Fue hace unos 5 años que comencé a trabajar para Quantum Biotronics. Fue el profesor Johnson quien personalmente me invitó a colaborar en esta corporación, para uno de sus más ambiciosos proyectos: el proyecto Satori. Nos conocimos durante la cena de clausura de un simposio sobre biología computacional en el que tuve una participación, presentando un modelo predictivo de crecimiento poblacional bacteriano usando redes neuronales convolucionales. Desde luego no era un tema novedoso, el uso de este tipo de redes era el método más socorrido en ese entonces para prácticamente cualquier investigación. Me causó extrañeza que el profesor me dijera estar sorprendido con mi participación y mi trabajo. Aunque en un principio sus elogios me parecieron falsos, su cordialidad y amena plática me llevaron a pensar que en realidad había visto en mi a una persona con el conocimiento técnico indispensable que ayudaría a llevar su proyecto a buen término.

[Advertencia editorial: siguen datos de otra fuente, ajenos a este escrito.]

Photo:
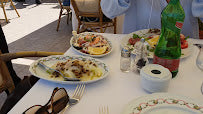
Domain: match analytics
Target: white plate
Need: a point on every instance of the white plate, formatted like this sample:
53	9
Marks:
51	60
164	103
185	52
109	42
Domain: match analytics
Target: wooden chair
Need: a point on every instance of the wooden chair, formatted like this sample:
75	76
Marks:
9	82
97	26
68	13
2	5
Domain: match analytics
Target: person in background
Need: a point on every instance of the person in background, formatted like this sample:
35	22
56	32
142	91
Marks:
144	14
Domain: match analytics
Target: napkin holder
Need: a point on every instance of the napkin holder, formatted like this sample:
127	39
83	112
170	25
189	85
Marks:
155	78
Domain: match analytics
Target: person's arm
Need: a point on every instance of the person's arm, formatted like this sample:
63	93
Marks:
197	9
113	8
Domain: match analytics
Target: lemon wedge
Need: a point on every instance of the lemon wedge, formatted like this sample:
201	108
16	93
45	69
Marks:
97	50
153	41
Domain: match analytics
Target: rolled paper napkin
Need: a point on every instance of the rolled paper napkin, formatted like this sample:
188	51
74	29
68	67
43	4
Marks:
155	78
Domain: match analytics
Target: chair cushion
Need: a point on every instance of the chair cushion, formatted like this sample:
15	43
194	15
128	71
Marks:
95	19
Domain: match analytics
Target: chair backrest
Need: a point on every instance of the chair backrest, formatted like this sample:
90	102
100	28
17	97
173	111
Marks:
6	82
87	8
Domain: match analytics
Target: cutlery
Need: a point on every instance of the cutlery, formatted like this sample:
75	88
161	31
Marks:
103	110
77	95
51	69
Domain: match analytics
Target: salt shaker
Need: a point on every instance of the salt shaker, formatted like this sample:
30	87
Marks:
125	60
141	55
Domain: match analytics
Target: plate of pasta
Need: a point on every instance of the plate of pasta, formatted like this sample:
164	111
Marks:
86	69
91	44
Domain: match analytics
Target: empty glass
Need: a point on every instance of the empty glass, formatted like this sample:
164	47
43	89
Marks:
199	60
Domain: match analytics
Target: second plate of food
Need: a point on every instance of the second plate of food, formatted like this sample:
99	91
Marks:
87	69
91	44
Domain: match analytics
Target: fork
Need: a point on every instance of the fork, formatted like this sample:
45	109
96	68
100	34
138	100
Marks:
103	110
77	95
64	77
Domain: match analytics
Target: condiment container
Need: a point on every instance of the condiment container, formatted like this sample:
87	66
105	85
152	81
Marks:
155	78
125	60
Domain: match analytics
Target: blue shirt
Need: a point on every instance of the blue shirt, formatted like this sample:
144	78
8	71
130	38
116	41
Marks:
143	14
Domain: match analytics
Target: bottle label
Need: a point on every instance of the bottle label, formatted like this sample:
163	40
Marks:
179	25
171	64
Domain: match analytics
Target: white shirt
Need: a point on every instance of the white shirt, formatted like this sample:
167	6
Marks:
143	14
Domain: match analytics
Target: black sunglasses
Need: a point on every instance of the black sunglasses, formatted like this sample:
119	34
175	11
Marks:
56	103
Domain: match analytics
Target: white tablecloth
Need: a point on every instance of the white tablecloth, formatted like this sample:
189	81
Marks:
118	88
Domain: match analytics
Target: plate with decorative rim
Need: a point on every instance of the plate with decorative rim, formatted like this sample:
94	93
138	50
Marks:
164	103
84	51
50	61
145	33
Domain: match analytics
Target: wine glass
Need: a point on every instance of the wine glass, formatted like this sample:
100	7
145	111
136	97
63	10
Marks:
199	60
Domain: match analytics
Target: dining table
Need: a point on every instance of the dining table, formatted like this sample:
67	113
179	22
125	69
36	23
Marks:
118	88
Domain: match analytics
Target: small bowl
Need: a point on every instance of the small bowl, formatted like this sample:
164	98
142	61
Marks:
155	78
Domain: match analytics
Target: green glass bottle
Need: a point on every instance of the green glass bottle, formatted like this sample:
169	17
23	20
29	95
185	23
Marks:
168	49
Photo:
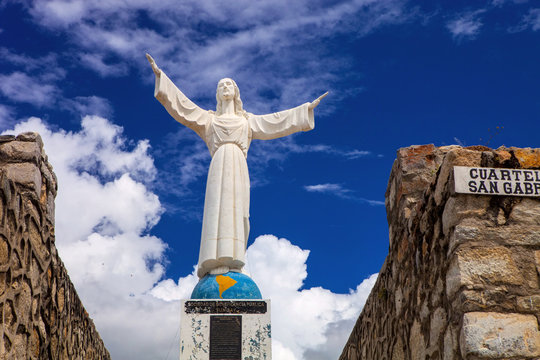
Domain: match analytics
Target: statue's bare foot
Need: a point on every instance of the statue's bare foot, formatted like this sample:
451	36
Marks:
220	270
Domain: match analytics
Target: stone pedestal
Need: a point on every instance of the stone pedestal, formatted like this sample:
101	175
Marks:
225	330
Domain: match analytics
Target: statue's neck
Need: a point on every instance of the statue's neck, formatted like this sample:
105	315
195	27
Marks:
227	107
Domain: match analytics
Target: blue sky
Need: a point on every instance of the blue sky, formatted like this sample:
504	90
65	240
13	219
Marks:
132	179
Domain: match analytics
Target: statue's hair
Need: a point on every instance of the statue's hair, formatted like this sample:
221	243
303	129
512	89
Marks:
238	107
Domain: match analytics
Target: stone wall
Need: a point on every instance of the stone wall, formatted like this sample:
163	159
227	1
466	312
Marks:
41	315
461	277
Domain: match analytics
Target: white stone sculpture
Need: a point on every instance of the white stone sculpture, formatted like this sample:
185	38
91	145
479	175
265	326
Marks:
227	132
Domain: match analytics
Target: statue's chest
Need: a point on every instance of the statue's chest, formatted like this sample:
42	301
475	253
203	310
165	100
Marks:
229	130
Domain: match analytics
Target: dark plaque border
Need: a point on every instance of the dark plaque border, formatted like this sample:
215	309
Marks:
225	337
226	307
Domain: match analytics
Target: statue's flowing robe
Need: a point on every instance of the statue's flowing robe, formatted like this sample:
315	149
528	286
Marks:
225	227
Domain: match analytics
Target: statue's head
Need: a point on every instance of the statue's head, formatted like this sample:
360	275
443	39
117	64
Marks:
228	90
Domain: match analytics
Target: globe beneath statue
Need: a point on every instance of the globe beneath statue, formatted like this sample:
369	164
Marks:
231	285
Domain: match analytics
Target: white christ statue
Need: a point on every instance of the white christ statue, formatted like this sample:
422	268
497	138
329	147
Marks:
227	132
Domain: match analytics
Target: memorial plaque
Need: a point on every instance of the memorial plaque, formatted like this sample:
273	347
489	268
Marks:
497	181
225	337
226	307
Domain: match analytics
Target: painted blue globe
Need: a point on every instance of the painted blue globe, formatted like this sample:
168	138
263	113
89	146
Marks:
231	285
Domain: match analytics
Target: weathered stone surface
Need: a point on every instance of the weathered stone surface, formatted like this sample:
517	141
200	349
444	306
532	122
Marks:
20	151
526	212
41	315
482	266
494	335
417	342
438	324
450	345
463	206
450	255
26	174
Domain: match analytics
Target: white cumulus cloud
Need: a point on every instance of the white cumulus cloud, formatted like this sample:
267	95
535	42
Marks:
466	25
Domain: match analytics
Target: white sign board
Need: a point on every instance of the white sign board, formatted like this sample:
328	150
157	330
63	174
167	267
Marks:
491	181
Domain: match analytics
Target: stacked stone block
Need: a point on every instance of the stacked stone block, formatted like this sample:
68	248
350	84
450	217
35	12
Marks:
41	316
461	277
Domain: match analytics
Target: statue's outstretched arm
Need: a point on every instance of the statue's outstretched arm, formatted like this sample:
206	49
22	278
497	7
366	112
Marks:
176	103
152	62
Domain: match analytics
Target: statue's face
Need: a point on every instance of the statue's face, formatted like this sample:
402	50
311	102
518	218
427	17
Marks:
226	89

La manera en que me presentó la idea del proyecto me impresionó. Se mostró como un hombre muy culto, me habló de una antigua religión japonesa y de todo el folklor y mitología alrededor de ella. Profundizó en las diferencias y similitudes entre el concepto de “youkai” y el de “demonio”, al que estamos más habituados, mencionó varios ejemplos de estos seres y su interacción con los humanos, para finalmente describirme al mitológico ser que le daba nombre al proyecto al que había dedicado gran parte de su vida: Satori. Un ser cuya habilidad consiste en poder leer el pensamiento humano y decirlo en voz alta, incluso antes de que el humano pueda siquiera pronunciarlo. Después de haber escuchado sobre las habilidades de otros youkai me pareció que este era el más inofensivo y bromeando exclamé que si tuviera que enfrentarme a un youkai definitivamente preferiría que fuera este. ¡Cuán equivocado estuve!

Por supuesto que tuve que firmar miles y miles de papeles en los que me comprometía a no hablar de nada de lo que ocurría en el laboratorio. No podía decírselo absolutamente a nadie, ni siquiera a mi familia. Este secretismo extremo servía para proteger las ideas de los proyectos, la propiedad intelectual y la tecnología que desarrollabamos, pero ahora que lo pienso, la verdadera finalidad siempre fue el ocultar todas las atrocidades que acaecían dentro de este lugar maldito. Y es que todos lo sabemos, señor juez, al menos lo sospechamos, pero nadie quiere hablar de ello. Preferimos fingir que no está ocurriendo y no pensar en ello, voltear a otro lado e imaginar que nada sucede.

El modelo computacional era la parte más sencilla. No me refiero a que fuera algo fácil, sino que, en comparación, el poder utilizar las estructuras cerebrales como entrada de los algoritmos de auto clasificación era un verdadero desafío que requería el poder manipular el cerebro, ese órgano tan delicado al que la naturaleza le ha brindado una protección tan maravillosa como lo es el cráneo. Las aplicaciones eran vastas. Inicialmente nos limitábamos a buscar una manera de utilizar el pensamiento como una nueva forma de interacción con las computadoras, pero en vista de los buenos resultados entendimos que teníamos los medios para reconocer los patrones de actividad cerebral que representaban deseos y pensamientos antes de que éstos se convirtieran en lenguaje. Así, podríamos hacer una traducción exacta de lo que se quería expresar en cualquier idioma, e incluso podríamos darle voz a aquellos privados de ella por cualquier razón de enfermedad congénita o lesión adquirida, incluso si nunca hubieran desarrollado el habla.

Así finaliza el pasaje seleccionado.